NYPD Gang Database Can Turn Unsuspecting New Yorkers into Instant Felons

Alice Speri:

Shenery, who had only three nonviolent misdemeanor arrests on his record from when he was a teenager, could have been released that night on his own recognizance with a misdemeanor charge. He had no idea why prosecutors would call him a gang member and strongly denied the accusation. But as his case has dragged in court for nearly two years, prosecutors labeled him a gang member over and over — telling a judge, but providing no evidence, that he belonged to Harlem’s Cash Money Boys, “a violent narcotic sale crew based out of 1990 Lenox,” according to court files.

More than a year after his April 21, 2017, arrest, Shenery learned that prosecutors appeared to be basing their accusation on his inclusion in a database of more than 42,000 New Yorkers that the New York Police Department considers as “gang members.”

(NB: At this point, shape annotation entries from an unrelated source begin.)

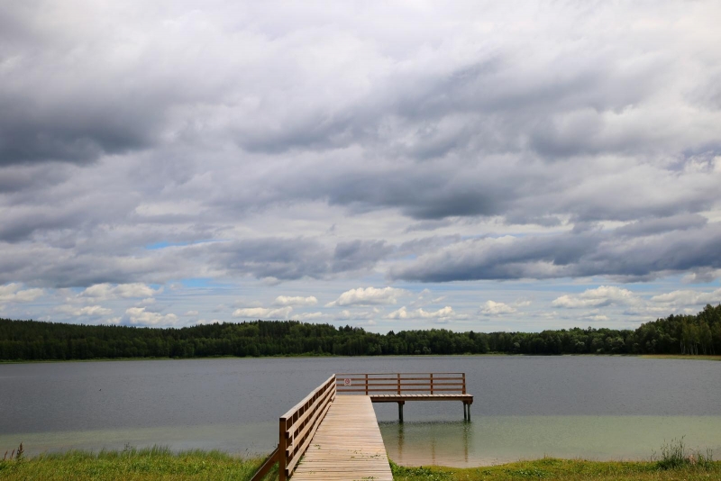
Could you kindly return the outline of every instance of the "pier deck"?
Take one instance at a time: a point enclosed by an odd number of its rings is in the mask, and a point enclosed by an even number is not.
[[[333,401],[293,474],[294,481],[315,479],[393,479],[370,396]]]
[[[470,421],[465,373],[334,374],[280,416],[278,448],[251,481],[276,464],[278,481],[392,481],[372,403],[397,403],[403,422],[406,401],[461,401]]]

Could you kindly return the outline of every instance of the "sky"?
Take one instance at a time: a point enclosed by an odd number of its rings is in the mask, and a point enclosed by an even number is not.
[[[634,329],[721,302],[721,3],[0,3],[0,317]]]

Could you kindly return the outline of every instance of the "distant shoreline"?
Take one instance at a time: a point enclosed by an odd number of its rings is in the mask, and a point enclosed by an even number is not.
[[[721,355],[683,355],[683,354],[508,354],[505,352],[488,352],[486,354],[383,354],[383,355],[360,355],[360,356],[333,356],[332,354],[297,354],[278,356],[205,356],[197,358],[95,358],[90,359],[33,359],[33,360],[0,360],[3,364],[53,364],[68,362],[108,362],[108,361],[151,361],[151,360],[213,360],[213,359],[274,359],[274,358],[641,358],[647,359],[682,359],[682,360],[709,360],[721,361]]]

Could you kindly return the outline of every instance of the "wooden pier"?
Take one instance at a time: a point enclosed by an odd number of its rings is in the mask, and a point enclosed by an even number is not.
[[[279,481],[392,480],[372,403],[397,403],[403,422],[406,401],[461,401],[470,421],[473,396],[464,373],[335,374],[280,417],[278,448],[251,481],[276,463]]]
[[[293,480],[392,481],[386,446],[367,395],[339,395],[315,431]]]

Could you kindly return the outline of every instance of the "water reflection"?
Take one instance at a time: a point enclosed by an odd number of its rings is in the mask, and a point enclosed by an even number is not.
[[[543,456],[648,459],[684,436],[721,453],[721,416],[478,416],[473,422],[380,422],[388,457],[406,466],[473,467]]]

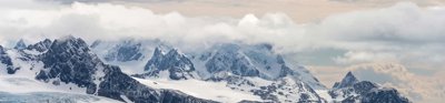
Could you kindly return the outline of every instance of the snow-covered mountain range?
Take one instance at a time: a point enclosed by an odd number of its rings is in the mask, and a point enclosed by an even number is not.
[[[70,35],[29,45],[20,40],[13,48],[0,47],[0,102],[409,102],[397,90],[359,81],[350,72],[328,89],[273,48],[221,43],[181,51],[160,40],[88,44]]]

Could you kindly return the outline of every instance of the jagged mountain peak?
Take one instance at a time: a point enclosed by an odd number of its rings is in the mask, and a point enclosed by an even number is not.
[[[329,95],[334,102],[343,103],[409,103],[397,90],[383,87],[370,81],[359,81],[352,72],[334,85]]]
[[[24,43],[23,39],[20,39],[16,43],[16,47],[13,49],[16,49],[16,50],[24,50],[24,49],[27,49],[27,44]]]
[[[49,39],[44,39],[43,41],[40,41],[36,44],[30,44],[27,47],[27,50],[36,50],[38,52],[44,52],[47,51],[52,44],[52,41]]]
[[[359,80],[353,74],[353,72],[349,71],[345,78],[343,78],[342,82],[336,82],[334,84],[334,89],[350,86],[357,82],[359,82]]]
[[[154,55],[145,66],[147,73],[136,74],[139,78],[146,76],[166,76],[161,72],[168,72],[171,80],[187,80],[197,78],[194,73],[194,63],[178,49],[171,49],[168,53],[164,53],[162,49],[156,48]]]

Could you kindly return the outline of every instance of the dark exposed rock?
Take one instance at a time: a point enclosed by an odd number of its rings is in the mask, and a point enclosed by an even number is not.
[[[91,47],[97,47],[100,41],[93,42]],[[141,43],[135,40],[126,40],[116,44],[108,53],[105,55],[106,61],[135,61],[144,58],[141,53]]]
[[[225,44],[206,63],[210,73],[231,72],[240,76],[259,76],[259,71],[246,56],[240,55],[236,44]],[[229,69],[229,70],[228,70]]]
[[[343,97],[344,100],[337,101],[342,103],[409,103],[397,90],[385,89],[369,81],[358,81],[352,72],[328,93],[333,99]]]
[[[27,49],[27,44],[24,43],[24,41],[22,39],[20,39],[13,49],[19,50],[19,51],[24,50],[24,49]]]
[[[192,74],[192,72],[195,72],[194,63],[176,49],[164,54],[160,48],[156,48],[154,55],[145,66],[145,71],[147,71],[147,73],[136,76],[159,76],[160,72],[168,71],[171,80],[195,78]]]
[[[102,63],[90,52],[83,40],[73,37],[56,40],[48,52],[42,54],[41,61],[44,69],[36,79],[75,83],[86,87],[88,94],[119,101],[127,97],[135,103],[214,103],[179,91],[146,86],[122,73],[118,66]]]
[[[44,39],[43,41],[40,41],[36,44],[31,44],[27,47],[27,50],[36,50],[38,52],[44,52],[47,51],[52,44],[52,41],[49,39]]]
[[[0,63],[4,64],[8,74],[14,74],[20,68],[14,68],[11,58],[8,55],[6,49],[0,45]]]

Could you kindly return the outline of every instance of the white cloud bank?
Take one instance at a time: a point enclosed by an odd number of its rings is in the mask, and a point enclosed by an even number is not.
[[[11,1],[0,1],[3,2]],[[32,8],[0,8],[1,44],[10,45],[20,38],[36,42],[67,34],[87,41],[127,37],[161,39],[187,47],[185,49],[219,42],[267,42],[281,53],[325,48],[345,50],[346,53],[332,59],[345,65],[397,62],[425,71],[445,70],[445,9],[441,7],[419,8],[414,3],[398,3],[390,8],[342,13],[320,22],[297,24],[284,13],[268,13],[259,18],[246,14],[241,19],[189,18],[177,12],[155,14],[144,8],[110,3],[26,3]]]

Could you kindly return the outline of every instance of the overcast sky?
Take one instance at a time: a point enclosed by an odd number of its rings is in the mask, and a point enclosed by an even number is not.
[[[350,70],[409,96],[445,96],[443,0],[79,1],[0,1],[0,44],[67,34],[161,39],[185,51],[266,42],[328,86]]]

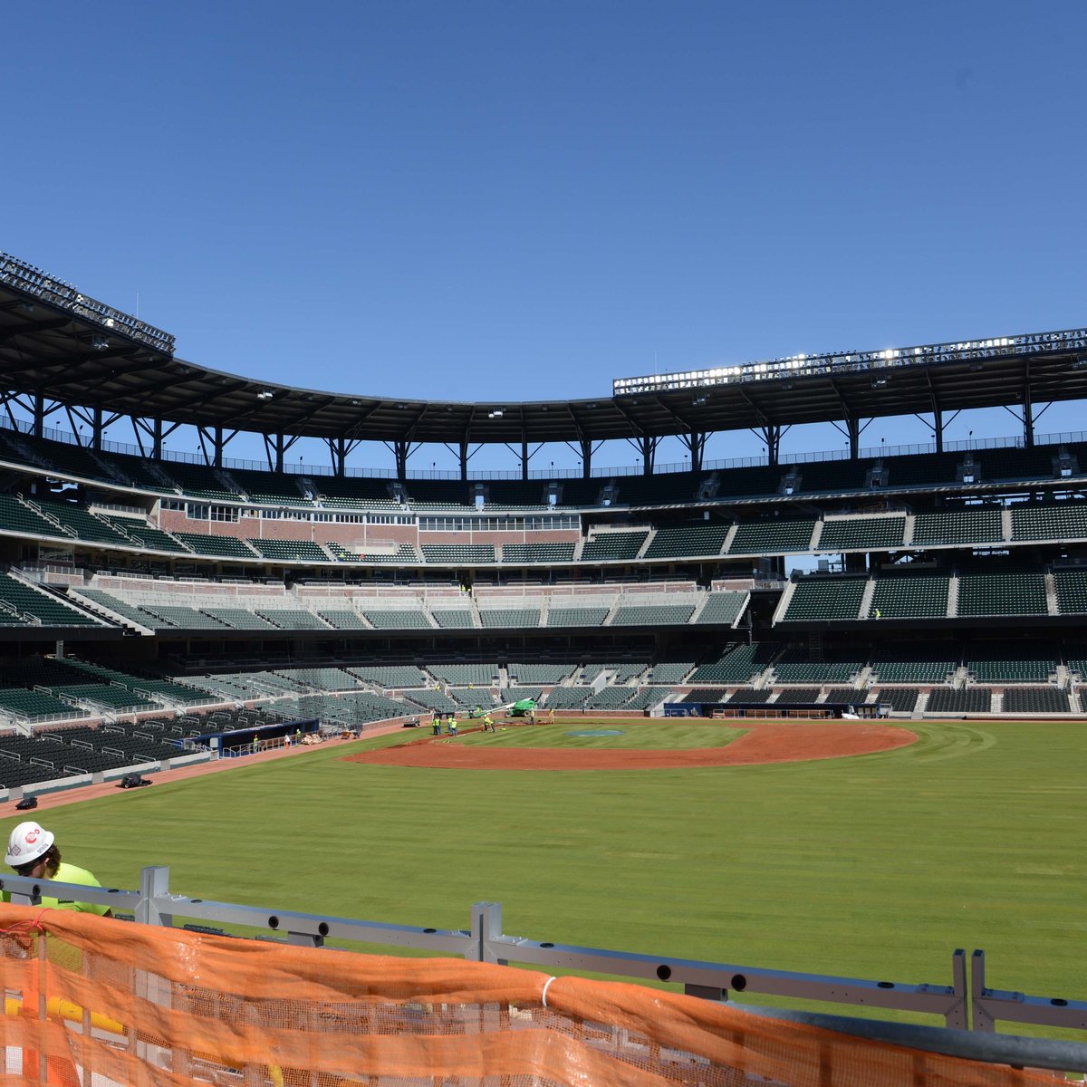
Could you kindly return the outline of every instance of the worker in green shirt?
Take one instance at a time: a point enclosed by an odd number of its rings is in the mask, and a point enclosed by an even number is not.
[[[79,884],[83,887],[102,886],[86,869],[62,861],[53,834],[38,823],[20,823],[11,832],[4,863],[14,869],[16,875],[29,876],[32,879],[55,879],[58,883]],[[8,891],[3,892],[3,900],[11,901]],[[47,910],[76,910],[79,913],[97,913],[100,917],[113,916],[113,911],[108,905],[96,905],[92,902],[76,902],[43,895],[41,904]]]

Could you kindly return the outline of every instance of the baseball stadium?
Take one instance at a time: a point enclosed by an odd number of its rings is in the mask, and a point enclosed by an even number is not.
[[[0,254],[3,833],[113,912],[4,876],[11,1082],[1082,1073],[1087,330],[991,332],[398,400]]]

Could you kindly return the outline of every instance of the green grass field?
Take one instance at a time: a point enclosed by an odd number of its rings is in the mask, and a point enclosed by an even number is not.
[[[627,729],[624,746],[714,742],[704,725],[596,724]],[[594,723],[547,732],[572,727]],[[342,761],[398,734],[117,790],[41,822],[120,887],[168,864],[172,889],[193,897],[453,928],[492,899],[507,933],[535,939],[902,982],[948,983],[954,948],[984,948],[990,985],[1083,999],[1087,725],[909,727],[920,742],[897,751],[765,766]],[[722,726],[717,742],[732,735]],[[7,815],[4,834],[18,821]]]

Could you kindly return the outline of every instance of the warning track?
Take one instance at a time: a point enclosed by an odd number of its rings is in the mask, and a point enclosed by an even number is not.
[[[723,722],[724,724],[724,722]],[[737,722],[730,722],[736,727]],[[424,737],[410,744],[361,751],[347,762],[430,770],[684,770],[699,766],[752,766],[762,763],[845,759],[891,751],[915,744],[907,728],[866,722],[790,722],[752,724],[726,747],[683,750],[623,748],[491,748]]]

As The Intercept has reported, the NYPD’s gang database was massively expanded in recent years, even as gang-related crime dropped to historic lows. The information on the secretive list is available to prosecutors but not to those named in the database, who often learn that the police have labeled them gang members only if they are arrested and slammed with inexplicably harsh charges or excessive bond. The database has been widely criticized as arbitrary, discriminatory, and over-inclusive — with no clear process in place to discover or challenge one’s alleged gang affiliation. Like Shenery, an overwhelming majority of people in the database are young black and Latino men.